El ardid conocido como “la máscara de Fernando” no daba para más; restablecido el absolutismo, sería ingenuo continuar con aquella simulación de fidelidad al rey, pergeñada para ganar tiempo. En medio de esas marchas y contramarchas, bien se podía volver a ser una colonia española o, incluso, un protectorado inglés, como intentó el director supremo Carlos de Alvear.


En 1816 se convocó a un congreso general en San Miguel de Tucumán, lejos de Buenos Aires, la metrópoli recelada por las provincias. Los diputados, provenientes de los distintos rincones del viejo virreinato, acudieron a la cita, salvo las provincias que formaban parte del Protectorado de los Pueblos Libres que, con excepción de Córdoba, no estuvieron representadas.


La sesión inaugural se realizó el 24 de marzo de 1816, en la legendaria casona cedida por doña Francisca Bazán de Laguna, refaccionada a las apuradas y amoblada como mejor se pudo con muebles prestados y sillas traídas de un convento vecino. La presidencia del cónclave era rotativa; el 1 de julio le tocó ocuparla al sanjuanino Francisco Narciso Laprida.

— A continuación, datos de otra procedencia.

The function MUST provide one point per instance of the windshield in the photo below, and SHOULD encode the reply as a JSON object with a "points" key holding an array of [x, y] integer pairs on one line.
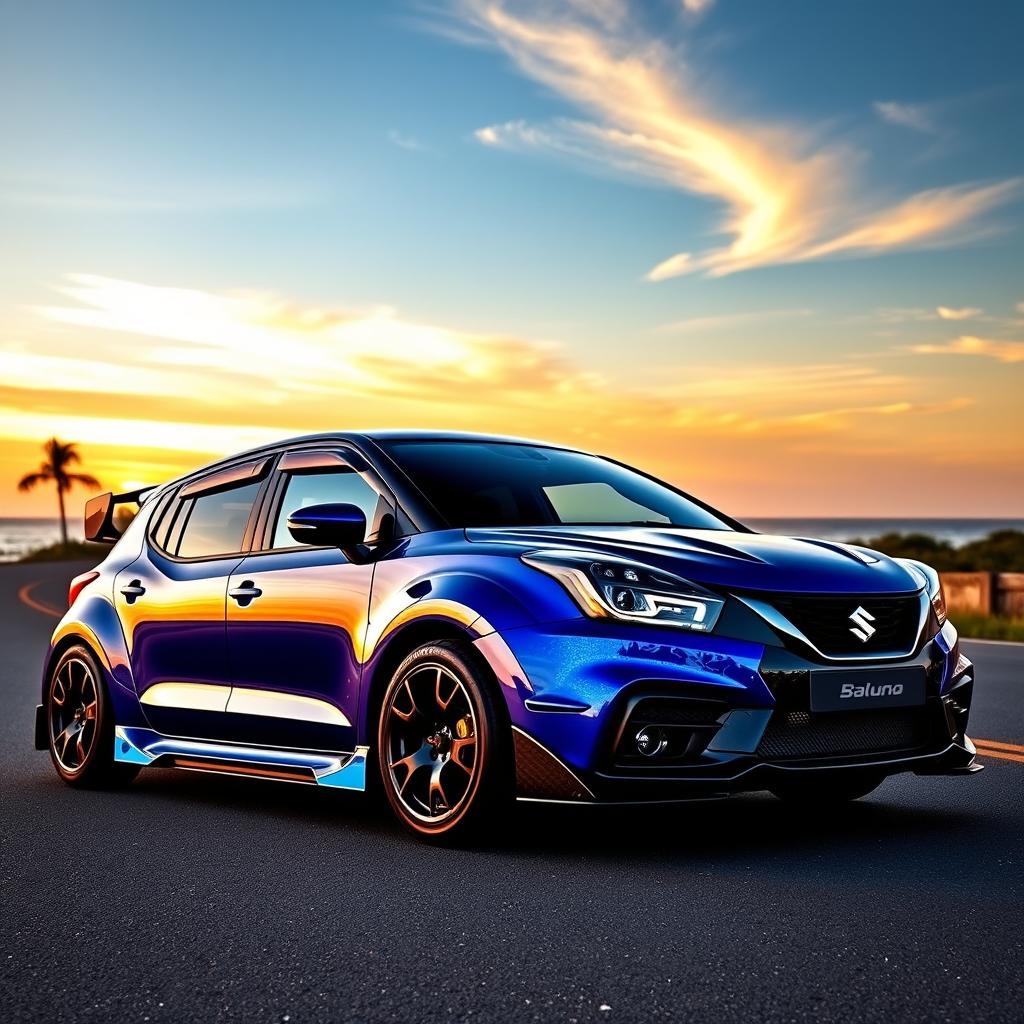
{"points": [[479, 483]]}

El 6 de julio, Manuel Belgrano, recién llegado de Europa donde cumplió una misión diplomática, expuso ante los diputados. Les dijo que, en su opinión, “la forma de gobierno más conveniente para estas provincias sería la de una monarquía atemperada”, y, ante la mirada atónita de algunos, agregó: “llamando la dinastía de los Incas por la justicia que en sí envuelve la restitución de esta Casa tan inicuamente despojada del trono”.


Entretanto, el reloj corría y la cuestión central se dilataba. El 9 de julio, apremiados por el acoso de las invasiones realistas que frenaba Martín Miguel de Güemes y por el apuro de San Martín que escribía cartas conminatorias al diputado mendocino Tomás Godoy Cruz, los congresales declararon solemnemente la independencia de las Provincias Unidas. Había llevado seis largos años amasar una voluntad colectiva suficiente para dar ese paso trascendental, la gran asignatura pendiente que al fin se consumaba.

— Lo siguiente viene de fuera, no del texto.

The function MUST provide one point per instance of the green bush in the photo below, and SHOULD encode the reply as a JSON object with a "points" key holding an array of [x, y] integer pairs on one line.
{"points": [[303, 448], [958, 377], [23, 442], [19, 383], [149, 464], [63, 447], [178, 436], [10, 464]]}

Le tocó a Juan José Paso, que oficiaba de secretario, dar lectura al acta donde quedaba asentada la “voluntad unánime e indubitable de estas Provincias de romper los violentos vínculos que las ligaban a los reyes de España”, a lo que más tarde se agregó “y de toda otra dominación extranjera”. Laprida fue el primero en estampar su alambicada rúbrica al pie del documento que luego, uno a uno, suscribieron los restantes diputados. El acta fue traducida al quechua y aymara para difundirla entre los pueblos originarios.

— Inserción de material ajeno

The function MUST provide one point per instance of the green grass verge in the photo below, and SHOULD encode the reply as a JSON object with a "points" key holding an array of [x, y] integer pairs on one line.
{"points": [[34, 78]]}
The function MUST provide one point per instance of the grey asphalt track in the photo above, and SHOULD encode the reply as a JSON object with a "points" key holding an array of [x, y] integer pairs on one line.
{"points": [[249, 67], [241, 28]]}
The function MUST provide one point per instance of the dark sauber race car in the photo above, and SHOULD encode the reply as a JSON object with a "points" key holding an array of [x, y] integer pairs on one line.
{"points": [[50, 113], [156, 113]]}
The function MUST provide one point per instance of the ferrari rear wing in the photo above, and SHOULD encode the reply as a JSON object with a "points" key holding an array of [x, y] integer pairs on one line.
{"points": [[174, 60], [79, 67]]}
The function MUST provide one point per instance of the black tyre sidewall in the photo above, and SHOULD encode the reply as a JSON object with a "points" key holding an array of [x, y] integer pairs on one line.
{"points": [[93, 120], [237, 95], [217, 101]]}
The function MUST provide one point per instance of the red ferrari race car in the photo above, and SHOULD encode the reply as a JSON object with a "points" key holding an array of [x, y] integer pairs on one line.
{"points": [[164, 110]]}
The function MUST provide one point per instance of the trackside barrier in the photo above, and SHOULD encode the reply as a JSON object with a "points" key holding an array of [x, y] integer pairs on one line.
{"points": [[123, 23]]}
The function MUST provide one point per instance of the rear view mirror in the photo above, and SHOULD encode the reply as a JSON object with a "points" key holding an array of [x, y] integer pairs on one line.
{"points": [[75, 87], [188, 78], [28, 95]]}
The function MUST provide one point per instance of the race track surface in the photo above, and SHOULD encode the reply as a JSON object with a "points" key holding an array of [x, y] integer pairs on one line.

Conocida la noticia, un clima de júbilo inundó la ciudad. Aquella noche, los congresales y lo más granado de la sociedad tucumana participaron de los festejos y del baile que se realizó en los patios de la histórica casona, iluminados y adornados para la ocasión.


La declaración de la Independencia era lo que San Martín esperaba desde hacía meses para poner en marcha su plan que contemplaba libertar primero Chile y después el Perú. Tal era su ansiedad que, para ahorrar tiempo, viajó hasta Córdoba donde se reunió con Juan Martín de Pueyrredón, el Director Supremo designado por el Congreso, que regresaba a Buenos Aires. En ese encuentro quedó aprobado el plan sanmartiniano y se acordaron los detalles de la campaña que decidiría el destino de esta parte del continente.


El Congreso continuó sesionando en Tucumán hasta fines de 1816. A comienzos de 1817, mientras San Martín emprendía el cruce de la cordillera de los Andes, los diputados se trasladaron a Buenos Aires, donde proseguirían sus deliberaciones hasta 1820. Ese año, el Congreso se disolvió pocos meses después de sancionar una constitución de corte centralista, que fue rechazada por las provincias. Simultáneamente, caía el último Directorio, tras la derrota a manos de los caudillos en Cepeda.


La guerra americana se prolongó hasta 1824, concluyendo a fines de ese año en la batalla de Ayacucho. Aunque se logró la ansiada independencia, en poco tiempo la unidad territorial del antiguo Virreinato del Río de la Plata se fragmentó en cuatro nuevos países—Argentina, Paraguay, Bolivia y Uruguay— que pudieron ser uno solo si las cosas se hubieran dado de otro modo, como bien pudo haber ocurrido. El sueño de la Patria Grande quedaba en el camino….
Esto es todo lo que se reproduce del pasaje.